Atema’s bravura seeps into the graduate students who work in his lab. Take, for instance, Jayne Gardiner, who with no warning or hesitation, grabs a four-foot dogfish shark with both hands, wrests the writhing animal from a huge flow tank, carries the muscular eating machine across the room, and dumps it into an aquarium. A semi-circular abrasion on her arm shows where the teeth of one shark tried to sink home. Most of the animals aren’t big enough to cause serious damage to an arm, she explains, but the animals could easily sever an errant finger.
This seemingly antagonistic shark-human relationship could explain why so few critics question Atema’s shark experiments. While the research has prompted protests from bloggers who allude to remote controlled humans or horror films featuring maniacal cyborg sharks on a feeding frenzy, it hasn’t drawn much fire from animal rights activists. Atema explains that the public’s empathy for sharks ranks rather low when compared with chimps or dolphins. And, unlike chemical weapons and nuclear bombs, this collaboration between science and the military would, ostensibly, help protect US troops not kill enemy soldiers. “There is much more to be gained than lost with this approach,” he explains. “If there were a Manhattan Project, I would not participate.”

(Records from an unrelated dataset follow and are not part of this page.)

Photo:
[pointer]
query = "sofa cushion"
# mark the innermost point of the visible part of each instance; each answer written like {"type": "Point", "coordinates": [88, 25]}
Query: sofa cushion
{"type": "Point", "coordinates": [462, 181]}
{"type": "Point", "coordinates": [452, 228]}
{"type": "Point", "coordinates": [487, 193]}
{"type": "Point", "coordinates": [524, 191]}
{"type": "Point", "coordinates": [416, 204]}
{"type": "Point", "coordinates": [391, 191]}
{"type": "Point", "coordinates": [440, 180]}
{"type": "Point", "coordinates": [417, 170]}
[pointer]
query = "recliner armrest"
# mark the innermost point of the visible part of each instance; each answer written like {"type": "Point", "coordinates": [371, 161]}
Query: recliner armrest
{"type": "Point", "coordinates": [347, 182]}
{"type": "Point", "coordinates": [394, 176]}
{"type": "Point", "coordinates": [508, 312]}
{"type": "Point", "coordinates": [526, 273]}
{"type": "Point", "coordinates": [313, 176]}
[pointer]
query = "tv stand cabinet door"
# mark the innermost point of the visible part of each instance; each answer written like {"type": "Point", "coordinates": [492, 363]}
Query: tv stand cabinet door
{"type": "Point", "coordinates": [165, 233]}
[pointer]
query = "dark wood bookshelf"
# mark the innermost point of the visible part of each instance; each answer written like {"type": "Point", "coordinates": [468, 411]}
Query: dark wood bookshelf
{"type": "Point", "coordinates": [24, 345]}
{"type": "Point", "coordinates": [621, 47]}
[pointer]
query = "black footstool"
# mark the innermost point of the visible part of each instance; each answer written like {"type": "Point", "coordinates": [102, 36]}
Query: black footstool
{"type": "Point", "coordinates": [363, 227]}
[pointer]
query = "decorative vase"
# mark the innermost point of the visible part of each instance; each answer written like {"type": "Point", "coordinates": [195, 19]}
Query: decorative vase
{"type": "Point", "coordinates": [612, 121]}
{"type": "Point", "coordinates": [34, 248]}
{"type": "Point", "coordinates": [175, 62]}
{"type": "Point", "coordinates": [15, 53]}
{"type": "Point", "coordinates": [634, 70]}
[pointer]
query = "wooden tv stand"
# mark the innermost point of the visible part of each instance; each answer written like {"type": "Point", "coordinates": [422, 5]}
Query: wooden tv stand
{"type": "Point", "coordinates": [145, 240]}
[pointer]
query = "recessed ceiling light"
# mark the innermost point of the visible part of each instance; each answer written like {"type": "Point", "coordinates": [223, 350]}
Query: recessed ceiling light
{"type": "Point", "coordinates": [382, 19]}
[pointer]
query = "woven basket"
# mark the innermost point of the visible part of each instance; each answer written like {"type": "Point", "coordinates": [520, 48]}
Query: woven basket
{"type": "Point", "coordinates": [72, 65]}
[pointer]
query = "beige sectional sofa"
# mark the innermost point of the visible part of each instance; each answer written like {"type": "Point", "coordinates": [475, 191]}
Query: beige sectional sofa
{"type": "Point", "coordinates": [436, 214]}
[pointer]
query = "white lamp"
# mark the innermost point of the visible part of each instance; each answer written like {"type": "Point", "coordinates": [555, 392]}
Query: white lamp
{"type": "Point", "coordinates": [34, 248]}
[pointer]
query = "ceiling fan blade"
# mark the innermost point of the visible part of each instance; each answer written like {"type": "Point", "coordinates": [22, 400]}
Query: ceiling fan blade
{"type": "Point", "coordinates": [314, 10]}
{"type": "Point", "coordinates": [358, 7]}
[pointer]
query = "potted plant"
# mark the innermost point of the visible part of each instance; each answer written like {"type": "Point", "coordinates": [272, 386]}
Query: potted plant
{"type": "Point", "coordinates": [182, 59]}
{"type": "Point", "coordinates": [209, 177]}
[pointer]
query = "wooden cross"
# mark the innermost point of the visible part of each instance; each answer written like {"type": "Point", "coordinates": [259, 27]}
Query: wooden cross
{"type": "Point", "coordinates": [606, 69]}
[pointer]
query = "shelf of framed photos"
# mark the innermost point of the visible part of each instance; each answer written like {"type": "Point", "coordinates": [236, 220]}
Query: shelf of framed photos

However, before the military sends these cartilaginous recruits into hostile waters, Atema must map the complex brain systems that motivate the animals. His experiments started by recording EEG signals from the sharks’ olfactory bulbs, parts of the brain that process odors, while sharks homed in on chum. He then turned those recordings into an electrical signal that he sends to a general region of the olfactory bulbs. The electrical signal stimulates the shark’s sense of smell, and the shark swims toward the imaginary odor. Atema can’t be sure exactly which neurons he’s stimulating, and therefore, he can’t always control the sharks’ direction reliably. Although his preliminary research shows promising results, Atema says the sharks only respond after some training. Some sharks don’t respond at all. The goal, he said, is to go out into the field, capture the shark, implant the device, and have it behave properly without any training whatsoever.
For the next stage of his research, Atema has developed miniature EEGs that he will attach to the sharks to record, in greater detail, how the olfactory bulbs function. He hopes to pinpoint exactly which circuits are firing when a shark detects an odor. “How complex a stimulation pattern do you need to make the animal believe it was natural?” he asks. Once he maps these circuits, Atema will target those cells with more precise electrodes to, in theory, get more reliable responses from the sharks. “It needs to be done in great, great detail,” he says. The engineering is hardcore. It’s not physics; the animal ultimately decides whether or not it will work. In my experiment, I am attempting management of chaos."